Botes contra la pared
Cosas tan insignificantes como un balón botando contra nuestro muro, pueden sacar lo peor de nosotros.
Ahí estaba otra vez ese golpeteo que tanto molestaba a Javier. Se trataba de su vecino Adolfo, jugando con esa pelota de baloncesto que, en un hecho del que ahora se arrepentía, él mismo le había regalado en navidad.
El chico no había logrado entrar a la universidad y se la pasaba gran parte del tiempo jugando con el balón, solo y sin más que hacer. Lo hacía desde temprano, justo como esa mañana, en cuanto el primer rayo de sol entraba por su ventana. Ya Javier le había pedido de una y mil maneras, siempre con educación y amabilidad, que por favor no lo hiciera, pero el jovencito no hacía caso, como si estuviera retándolo, seguía botando el esférico precisamente contra el muro que daba a casa de quien meses atrás se lo regalara.
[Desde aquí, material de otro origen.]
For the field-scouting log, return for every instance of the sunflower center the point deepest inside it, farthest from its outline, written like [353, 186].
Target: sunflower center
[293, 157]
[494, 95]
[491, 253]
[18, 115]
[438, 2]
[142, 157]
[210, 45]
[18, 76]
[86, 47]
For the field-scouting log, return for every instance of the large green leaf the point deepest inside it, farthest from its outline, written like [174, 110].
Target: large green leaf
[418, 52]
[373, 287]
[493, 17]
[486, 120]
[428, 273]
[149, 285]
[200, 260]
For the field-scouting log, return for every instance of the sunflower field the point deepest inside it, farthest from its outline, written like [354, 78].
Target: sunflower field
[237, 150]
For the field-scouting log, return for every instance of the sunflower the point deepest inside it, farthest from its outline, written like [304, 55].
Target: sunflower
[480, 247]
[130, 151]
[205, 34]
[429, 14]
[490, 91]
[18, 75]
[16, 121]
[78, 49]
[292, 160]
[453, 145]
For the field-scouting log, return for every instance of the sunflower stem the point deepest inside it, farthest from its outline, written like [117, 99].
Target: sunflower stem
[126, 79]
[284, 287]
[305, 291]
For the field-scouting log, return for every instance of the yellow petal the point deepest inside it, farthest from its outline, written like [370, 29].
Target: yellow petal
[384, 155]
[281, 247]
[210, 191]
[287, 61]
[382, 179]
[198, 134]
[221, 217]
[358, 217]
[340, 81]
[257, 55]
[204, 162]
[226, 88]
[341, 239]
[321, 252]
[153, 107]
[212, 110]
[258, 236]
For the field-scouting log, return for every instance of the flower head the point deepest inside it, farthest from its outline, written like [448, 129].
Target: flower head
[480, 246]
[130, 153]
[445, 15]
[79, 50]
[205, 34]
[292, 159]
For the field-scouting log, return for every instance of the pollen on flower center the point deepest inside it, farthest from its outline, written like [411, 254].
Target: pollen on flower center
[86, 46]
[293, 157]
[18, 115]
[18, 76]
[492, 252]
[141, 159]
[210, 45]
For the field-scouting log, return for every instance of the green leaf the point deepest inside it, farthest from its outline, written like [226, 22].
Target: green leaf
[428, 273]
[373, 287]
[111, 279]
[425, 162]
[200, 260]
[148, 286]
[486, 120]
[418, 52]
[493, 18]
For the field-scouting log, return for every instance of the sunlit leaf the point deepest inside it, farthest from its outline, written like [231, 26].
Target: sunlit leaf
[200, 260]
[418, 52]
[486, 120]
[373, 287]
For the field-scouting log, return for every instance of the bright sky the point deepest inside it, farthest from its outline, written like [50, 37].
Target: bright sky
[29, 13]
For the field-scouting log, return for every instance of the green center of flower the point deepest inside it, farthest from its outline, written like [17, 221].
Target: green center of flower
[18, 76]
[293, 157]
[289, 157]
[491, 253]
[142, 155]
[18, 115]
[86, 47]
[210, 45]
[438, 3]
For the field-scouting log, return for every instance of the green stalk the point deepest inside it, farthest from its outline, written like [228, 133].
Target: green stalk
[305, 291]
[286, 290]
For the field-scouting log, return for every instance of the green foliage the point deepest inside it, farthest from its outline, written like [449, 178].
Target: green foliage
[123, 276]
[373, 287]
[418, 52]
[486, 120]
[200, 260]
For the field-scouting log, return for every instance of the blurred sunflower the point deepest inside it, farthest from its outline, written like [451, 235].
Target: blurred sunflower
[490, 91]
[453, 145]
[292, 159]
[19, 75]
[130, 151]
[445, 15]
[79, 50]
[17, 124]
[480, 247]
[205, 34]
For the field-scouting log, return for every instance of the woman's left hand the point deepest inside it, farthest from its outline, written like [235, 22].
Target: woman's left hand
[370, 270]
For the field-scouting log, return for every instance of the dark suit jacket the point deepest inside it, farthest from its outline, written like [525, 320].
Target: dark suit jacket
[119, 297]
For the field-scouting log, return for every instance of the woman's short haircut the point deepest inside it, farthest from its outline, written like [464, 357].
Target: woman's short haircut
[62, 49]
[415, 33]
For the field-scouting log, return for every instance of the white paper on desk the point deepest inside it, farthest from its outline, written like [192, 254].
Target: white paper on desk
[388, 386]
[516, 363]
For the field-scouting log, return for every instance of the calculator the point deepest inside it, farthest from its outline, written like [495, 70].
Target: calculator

Harto de escuchar ese mismo golpeteo despertándolo todos los días, Javier se levantó con la cara roja de coraje y, así como estaba vestido, con nada más que un bóxer, salió de su casa dispuesto a lo que fuera necesario con tal de dormir. Caminó hasta la construcción contigua y al ver el gusto con que el muchacho rebotaba una y otra vez la pelota, su furia se incrementó.
¿Qué chingados crees que haces? Preguntó el enrabietado hombre.
¿Qué no ves? Jugando con el balón que me regalaste. Respondió el chamaco con tono burlesco.
No te hagas el chistoso, eso ya lo se. A lo que me refiero es a por qué lo haces, si ya te he pedido mil veces que no, que no me dejas dormir. Gritó Javier, sumamente encabronado por la actitud arrogante del chico.
Lo hago porque quiero. Si te molesta, es tu problema y no mío. Si no te dejo dormir, pues cámbiate de casa. Además, ¿para qué me lo regalabas si luego no ibas a querer que lo usara? Lo cuestionó Adolfo, sin poder evitar esbozar una cínica sonrisa.
Javier no pudo contenerse más y, luego de saltar el cancel que lo mantenía fuera de la casa del muchacho, se le lanzó encima. Empezó a golpearlo con todas sus fuerzas, descargando sobre él toda su rabia. No se detuvo hasta que los nudillos le dolieron y la cara del jovencito quedó cubierta de moretones, bañada en sangre.
Al darse cuenta de lo que había hecho, el enloquecido sujeto se apartó horrorizado, pero no por sus actos, no por la tremenda golpiza que acababa de propinarle a su vecino o por las consecuencias que eso le traería, sino porque una parte de él, una de la que no tenía conocimiento y de la que sentía miedo lo había gozado.